Now lives: In a three-bedroom apartment in the Bushwick neighborhood of Brooklyn, with a roommate.
Claim to fame: Ms. Fumudoh is a saucy and sarcastic comedian known for her barbed satire of race, politics and the pitfalls of young adulthood. (Forbes recently said she possessed “the confidence of an old comedy pro.”)
Examples of her elastic oeuvre include “Ponderosa With Omarosa,” a hip-hop jam about Omarosa Manigault Newman (sample lyric: “Drinking dark and Stormy Daniels, watching Oval Office scandals”), and “Baited With Ziwe,” a YouTube series in which she tricks her white friends into blurting out racial faux pas. “I’m a little bit of an antagonist who likes to push people’s buttons,” Ms. Fumudoh said. “I like to laugh at things that are really sad because it makes me feel better.”
During her second week on the job, she wrote a joke (“gay, set, match”) that was used on “The Colbert Report” during a segment on same-sex marriage legislation. “Fun fact: I did this internship because I had learned Donald Glover had done it a couple years before me,” Ms. Fumudoh said.
Latest project: She is currently a writer on “Desus and Mero,” a weekly late-night talk show hosted by Daniel Baker and Joel Martinez that had its premiere last month on Showtime. “I’ve been following them for years, so it’s really cool to finally connect with them,” she said.
Next thing: A music video for her latest comedic bop, “From Melania to Sri Lanka,” will be released this month. “Pop Show,” a showcase of her dichotomous artistic persona Ziwé (note the accent), takes place monthly at Union Hall in Brooklyn. “It feels like a Beyoncé concert on mushrooms — without the budget,” she said.
Reading is fundamental: Ms.

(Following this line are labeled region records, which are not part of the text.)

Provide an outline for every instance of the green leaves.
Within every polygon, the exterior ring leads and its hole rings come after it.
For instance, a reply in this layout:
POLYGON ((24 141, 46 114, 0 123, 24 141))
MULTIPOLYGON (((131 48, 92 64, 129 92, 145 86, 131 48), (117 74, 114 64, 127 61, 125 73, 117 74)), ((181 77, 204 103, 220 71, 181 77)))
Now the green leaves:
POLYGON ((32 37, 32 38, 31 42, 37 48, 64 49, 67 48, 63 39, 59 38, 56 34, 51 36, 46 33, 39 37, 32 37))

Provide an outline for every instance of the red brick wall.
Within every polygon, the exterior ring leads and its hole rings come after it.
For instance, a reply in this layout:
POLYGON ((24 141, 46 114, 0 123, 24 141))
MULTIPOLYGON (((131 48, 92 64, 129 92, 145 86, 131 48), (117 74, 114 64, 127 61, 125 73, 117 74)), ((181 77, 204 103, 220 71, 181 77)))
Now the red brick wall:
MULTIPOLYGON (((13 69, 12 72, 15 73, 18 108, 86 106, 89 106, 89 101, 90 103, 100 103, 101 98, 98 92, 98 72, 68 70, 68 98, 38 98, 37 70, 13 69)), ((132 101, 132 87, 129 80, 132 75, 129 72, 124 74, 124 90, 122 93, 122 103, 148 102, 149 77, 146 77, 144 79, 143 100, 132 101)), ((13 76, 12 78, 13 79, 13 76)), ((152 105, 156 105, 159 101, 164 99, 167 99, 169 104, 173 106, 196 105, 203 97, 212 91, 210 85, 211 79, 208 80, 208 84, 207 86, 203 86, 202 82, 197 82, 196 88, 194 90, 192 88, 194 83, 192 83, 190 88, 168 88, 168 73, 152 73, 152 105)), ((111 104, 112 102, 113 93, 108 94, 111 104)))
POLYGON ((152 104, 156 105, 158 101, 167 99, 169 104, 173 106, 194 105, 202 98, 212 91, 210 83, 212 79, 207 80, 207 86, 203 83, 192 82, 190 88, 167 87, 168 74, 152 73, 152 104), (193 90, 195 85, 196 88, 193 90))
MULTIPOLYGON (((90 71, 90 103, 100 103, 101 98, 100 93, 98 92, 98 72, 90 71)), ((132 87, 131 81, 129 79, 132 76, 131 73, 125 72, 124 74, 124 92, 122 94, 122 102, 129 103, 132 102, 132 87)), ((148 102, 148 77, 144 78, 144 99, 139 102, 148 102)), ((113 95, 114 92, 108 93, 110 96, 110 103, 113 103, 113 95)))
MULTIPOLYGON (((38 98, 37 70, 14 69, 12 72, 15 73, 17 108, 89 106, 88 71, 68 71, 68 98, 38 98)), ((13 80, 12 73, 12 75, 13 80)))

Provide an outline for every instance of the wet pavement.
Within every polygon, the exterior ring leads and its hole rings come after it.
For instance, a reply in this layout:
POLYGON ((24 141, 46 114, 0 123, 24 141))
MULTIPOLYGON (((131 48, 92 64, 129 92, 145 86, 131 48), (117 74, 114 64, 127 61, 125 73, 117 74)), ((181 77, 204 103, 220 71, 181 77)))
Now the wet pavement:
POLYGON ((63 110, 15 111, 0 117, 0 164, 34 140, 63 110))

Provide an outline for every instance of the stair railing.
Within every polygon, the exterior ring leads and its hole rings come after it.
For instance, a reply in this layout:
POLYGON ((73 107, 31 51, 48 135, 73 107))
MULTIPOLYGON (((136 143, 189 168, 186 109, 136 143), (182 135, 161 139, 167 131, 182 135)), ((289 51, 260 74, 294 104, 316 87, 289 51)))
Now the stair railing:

Fumudoh said studying poetry and taking African-American studies courses at Northwestern University prepared her well for her career lampooning social norms. “I’ve always had this real inclination toward reading, literature and critique,” she said. “I say things so horrendously offensive with a nod and wink, so people can see the commentary behind it.”